Several years ago, Parsons was working with a family whose young daughter had been sexually abused online. After spending a considerable amount of time around the kitchen table strengthening their family relationships first (because that, Parsons says, is the cornerstone of a child’s health and happiness) they moved on to changing their social networking habits. Together they deleted the daughter’s social networks and then started re-building them again.
One by one, the girl would add people onto her friends list, but it was different this time. Together, they only added people she knew and trusted. The photo she chose for her Facebook account included her dad sitting behind her, with his huge beard hanging over her shoulder. The aim was exactly that: that if you see this girl on Facebook, you see that her dad is behind her. She’s not alone. Even her Instagram account started including lots of photos with friends in them.
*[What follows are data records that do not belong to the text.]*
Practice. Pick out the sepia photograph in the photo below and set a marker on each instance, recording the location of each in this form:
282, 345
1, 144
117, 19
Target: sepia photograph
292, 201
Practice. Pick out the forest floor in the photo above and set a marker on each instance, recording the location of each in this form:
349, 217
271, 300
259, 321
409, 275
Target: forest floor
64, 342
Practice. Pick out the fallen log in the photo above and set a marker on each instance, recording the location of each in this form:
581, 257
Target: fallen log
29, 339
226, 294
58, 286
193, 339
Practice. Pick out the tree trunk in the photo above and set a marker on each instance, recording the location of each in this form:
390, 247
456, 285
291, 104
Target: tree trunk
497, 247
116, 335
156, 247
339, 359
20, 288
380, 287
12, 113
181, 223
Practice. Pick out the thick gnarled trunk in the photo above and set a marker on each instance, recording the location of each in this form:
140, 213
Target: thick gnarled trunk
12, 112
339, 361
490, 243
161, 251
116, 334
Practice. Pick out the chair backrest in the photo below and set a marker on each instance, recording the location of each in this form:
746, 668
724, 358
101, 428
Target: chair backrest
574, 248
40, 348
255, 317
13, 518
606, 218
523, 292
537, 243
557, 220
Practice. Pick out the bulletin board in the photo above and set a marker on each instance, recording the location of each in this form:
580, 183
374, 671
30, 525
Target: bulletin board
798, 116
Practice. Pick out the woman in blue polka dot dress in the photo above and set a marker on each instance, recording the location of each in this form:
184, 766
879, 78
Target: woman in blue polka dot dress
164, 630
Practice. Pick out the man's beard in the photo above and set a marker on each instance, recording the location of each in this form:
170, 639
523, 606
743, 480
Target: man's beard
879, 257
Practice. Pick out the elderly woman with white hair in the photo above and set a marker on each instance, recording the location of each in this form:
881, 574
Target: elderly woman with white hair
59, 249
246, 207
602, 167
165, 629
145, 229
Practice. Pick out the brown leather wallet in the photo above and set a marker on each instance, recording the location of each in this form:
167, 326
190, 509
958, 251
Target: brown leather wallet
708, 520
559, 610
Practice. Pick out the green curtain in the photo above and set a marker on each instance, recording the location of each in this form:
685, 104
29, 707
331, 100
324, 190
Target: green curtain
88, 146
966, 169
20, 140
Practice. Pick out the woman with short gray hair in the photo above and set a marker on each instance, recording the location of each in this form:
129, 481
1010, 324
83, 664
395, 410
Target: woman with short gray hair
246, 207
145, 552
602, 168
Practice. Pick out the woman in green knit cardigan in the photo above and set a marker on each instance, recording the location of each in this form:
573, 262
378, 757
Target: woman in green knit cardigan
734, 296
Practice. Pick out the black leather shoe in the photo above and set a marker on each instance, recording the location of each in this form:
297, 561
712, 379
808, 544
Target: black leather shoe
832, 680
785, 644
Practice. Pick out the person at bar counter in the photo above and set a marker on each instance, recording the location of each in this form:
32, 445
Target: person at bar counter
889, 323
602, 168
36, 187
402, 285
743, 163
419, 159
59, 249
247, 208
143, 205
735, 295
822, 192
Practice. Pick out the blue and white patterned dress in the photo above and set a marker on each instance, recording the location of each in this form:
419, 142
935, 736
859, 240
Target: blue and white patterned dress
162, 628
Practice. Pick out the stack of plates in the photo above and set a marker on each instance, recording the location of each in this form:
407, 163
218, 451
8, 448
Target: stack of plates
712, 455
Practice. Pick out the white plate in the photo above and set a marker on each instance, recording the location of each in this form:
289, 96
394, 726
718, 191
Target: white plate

The takeaway from this is that safety on the internet doesn’t mean staying away from social networks because there’s value in them. But it does mean using the internet in a way that projects a strong, healthy person — exactly the person that a teenager is behind the internet.
And that, Parsons says, starts at the dinner table.
Family doesn’t necessarily mean mums and dads, by the way. Parsons’ own parents died when he was 13, so from his teenage years onward, he was raised by people other than his parents. He knows that for some children, support needs to come from people other than their biological families. Those children need to find adults they can look up to and who’ll take care of them — their “safety lighthouses” — elsewhere. And if they haven’t got any, they need to keep pushing until they find someone who’ll listen and help. In helping them achieve that, society needs to do its job.
Just as internet safety isn’t just one conversation, it doesn’t just involve parents. We all have an opportunity to be a safe place for children. John Parsons is a sign of this perhaps more than anyone.